In the next gaming benchmark Tomb Raider, the Clevo had an average FPS of 91.46 and the baseline desktop, 96.84fps. So this result is typical of the GTX 980-based gaming notebook as NVIDIA has emphasized the empirical results wouldn't be 100% on par with a desktop system; it's inclined to a percentile value of 95%.
This demonstration showcased the ability of the gaming notebook to drive three full HD monitors for an immersive gaming experience. As gamers know, Project Cars is a pretty demanding game, especially so at high settings. The Aorus X7 DT is running the game on its highest setting at 1080p and the frame-rate is still buttery smooth throughout.

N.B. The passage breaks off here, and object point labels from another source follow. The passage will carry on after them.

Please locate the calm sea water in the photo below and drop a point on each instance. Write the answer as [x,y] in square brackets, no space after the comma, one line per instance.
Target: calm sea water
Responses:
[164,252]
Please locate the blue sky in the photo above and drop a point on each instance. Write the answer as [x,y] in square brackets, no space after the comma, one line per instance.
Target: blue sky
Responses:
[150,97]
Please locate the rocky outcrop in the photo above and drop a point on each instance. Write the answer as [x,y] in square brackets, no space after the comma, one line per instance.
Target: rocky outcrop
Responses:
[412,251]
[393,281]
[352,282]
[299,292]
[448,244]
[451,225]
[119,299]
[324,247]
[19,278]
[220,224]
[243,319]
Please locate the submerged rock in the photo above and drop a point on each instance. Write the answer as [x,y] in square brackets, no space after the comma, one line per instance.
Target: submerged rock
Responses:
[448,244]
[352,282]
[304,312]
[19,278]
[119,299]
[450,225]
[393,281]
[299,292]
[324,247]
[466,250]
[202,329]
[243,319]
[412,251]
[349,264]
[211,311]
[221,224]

We came to the event expecting NVIDIA to show off a new 'Titan M' class of cards and instead came away with the revelation that the company has finally succeeded in achieving parity between their mobile and desktop graphics cards. This begs the question on whether NVIDIA would stop here or whether it would actually take it one step further, introducing other NVIDIA GeForce GTX 900 series desktop cards to the mobile market.
We wonder too if market fragmentation will occur because of this. After all, most enthusiasts who play on notebooks gravitate to SLI systems or those with an NVIDIA GeForce GTX 980M. If there's a choice between that and a NVIDIA GeForce GTX 980, we reckon most of them will bite on the GTX 980, regardless of how much more it costs.